Valsartan has been used for the treatment of hypertension disease. However, the oral bioavailability of valsartan has been reported to be only ∼23%, accompanied with high permeability and poor aqueous solubility. The object of this research was to prepare solid dispersions of valsartan with an inorganic (CaCO₃) and organic base (N-methyl-d-glucamine) in an effort to increase the aqueous solubility and dissolution rate of the drug. The as-prepared solid dispersions of valsartan were prepared in an environmentally friendly manner using CaCO₃ and MG and a roll mill. The physicochemical properties were studied in the solid state using DSC, PXRD and IR. Furthermore, the solubility of valsartan increased 46-fold in solid dispersion with CaCO₃ and 9-fold in solid dispersion with MG. More than 95% of valsartan in solid dispersions was found to be released in simulated intestinal fluid, whereas only 35% was found to be released using pure valsartan within the same time interval. Storage tests showed that the as-prepared solid dispersions were equally stable compared to pure valsartan at 40 °C. Potentially, the synthesized solid dispersions of valsartan with enhanced solubility and dissolution rates may represent promising formulations for improving the overall oral bioavailability of the drug in clinical applications.

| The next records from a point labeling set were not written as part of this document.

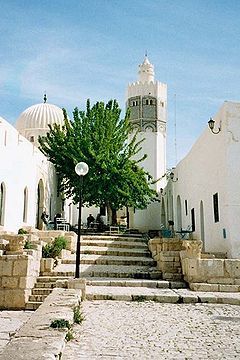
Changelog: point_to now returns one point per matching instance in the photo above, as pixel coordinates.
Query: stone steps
(108, 260)
(140, 239)
(115, 244)
(111, 260)
(105, 271)
(113, 282)
(104, 250)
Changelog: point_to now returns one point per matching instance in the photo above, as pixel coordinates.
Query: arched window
(2, 203)
(25, 204)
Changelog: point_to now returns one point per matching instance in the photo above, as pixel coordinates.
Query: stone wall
(18, 275)
(166, 251)
(208, 274)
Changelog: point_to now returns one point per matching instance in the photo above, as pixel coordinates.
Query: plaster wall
(212, 167)
(22, 166)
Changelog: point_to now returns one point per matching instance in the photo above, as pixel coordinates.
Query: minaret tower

缬沙坦已用于治疗高血压疾病。然而，据报道缬沙坦的口服生物利用度仅为23％左右，同时具有高渗透性和较差的水溶性。这项研究的目的是用无机碳酸钙（CaCO制备缬沙坦的固体分散体₃）和有机碱（Ñ甲基d，努力提高药物的水溶解度和溶出速率-glucamine）。使用CaCO ₃以环保的方式制备制得的缬沙坦固体分散体还有MG和轧机。使用DSC，PXRD和IR在固态下研究了理化性质。此外，缬沙坦的溶解度在使用CaCO _3的固体分散体中增加了46倍，在使用MG的固体分散体中增加了9倍。固体分散体中超过95％的缬沙坦被发现在模拟肠液中释放，而在同一时间间隔内使用纯缬沙坦仅释放了35％。储存测试表明，与纯缬沙坦相比，所制备的固体分散体在40°C下同样稳定。潜在地，具有增强的溶解度和溶解速率的合成的缬沙坦固体分散体可以代表在临床应用中用于改善药物的总体口服生物利用度的有前途的制剂。